Phil-ThePower-Pearce commented 4 years ago

aws ec2 t2.medium ubuntu 18.04 instance 2 vCPUs, 4Gb Memory

Only running AIL, and only importing feeds from CIRCL

Terrtia commented 4 years ago

It seem like the Indexer run out of memory. The minimum configuration is at least 2 CPUs and 8GB of memory.

Phil-ThePower-Pearce commented 4 years ago

Im rebuilding the ec2 instance with the above settings.
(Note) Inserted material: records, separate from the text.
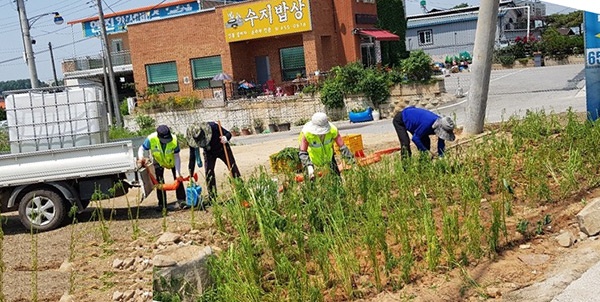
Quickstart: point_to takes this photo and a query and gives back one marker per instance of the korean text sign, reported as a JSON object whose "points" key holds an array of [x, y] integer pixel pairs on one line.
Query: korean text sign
{"points": [[592, 66], [266, 19]]}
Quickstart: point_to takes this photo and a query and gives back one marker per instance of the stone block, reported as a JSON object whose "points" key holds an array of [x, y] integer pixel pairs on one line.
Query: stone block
{"points": [[589, 218]]}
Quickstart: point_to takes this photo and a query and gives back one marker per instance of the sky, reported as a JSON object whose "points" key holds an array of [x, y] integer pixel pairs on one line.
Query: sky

Will retry

Phil-ThePower-Pearce commented 4 years ago

On your advice I created an ec2 instance with 2 cpus and 8gb memory

TermTracker

`Traceback (most recent call last):
  File "./TermTrackerMod.py", line 79, in <module>
    dict_words_freq = Term.get_text_word_frequency(item_content)
  File "/home/ubuntu/Apps/AIL-framework/bin/packages/Term.py", line 96, in get_text_word_frequency
    words_dict[word] += 1
  File "./TermTrackerMod.py", line 34, in timeout_handler
    raise TimeoutException
__main__.TimeoutException

During handling of the above exception, another exception occurred:

Traceback (most recent call last):
  File "./TermTrackerMod.py", line 81, in <module>
    print ("{0} processing timeout".format(paste.p_rel_path))
NameError: name 'paste' is not defined

`

keys:

`Traceback (most recent call last):
  File "./Keys.py", line 168, in <module>
    paste = Paste.Paste(message)
  File "/home/ubuntu/Apps/AIL-framework/bin/packages/Paste.py", line 79, in __init__
    self.p_mime = magic.from_buffer(self.get_p_content(), mime=True)
  File "/home/ubuntu/Apps/AIL-framework/AILENV/lib/python3.6/site-packages/magic.py", line 148, in from_buffer
    return m.from_buffer(buffer)
  File "/home/ubuntu/Apps/AIL-framework/AILENV/lib/python3.6/site-packages/magic.py", line 82, in from_buffer
    return self._handle509Bug(e)
  File "/home/ubuntu/Apps/AIL-framework/AILENV/lib/python3.6/site-packages/magic.py", line 101, in _handle509Bug
    raise e
  File "/home/ubuntu/Apps/AIL-framework/AILENV/lib/python3.6/site-packages/magic.py", line 80, in from_buffer
    return maybe_decode(magic_buffer(self.cookie, buf))
  File "/home/ubuntu/Apps/AIL-framework/AILENV/lib/python3.6/site-packages/magic.py", line 255, in magic_buffer
    return _magic_buffer(cookie, buf, len(buf))
  File "/home/ubuntu/Apps/AIL-framework/AILENV/lib/python3.6/site-packages/magic.py", line 188, in errorcheck_null
    raise MagicException(err)
magic.MagicException: b'cannot allocate 172513878 bytes (Cannot allocate memory)'
`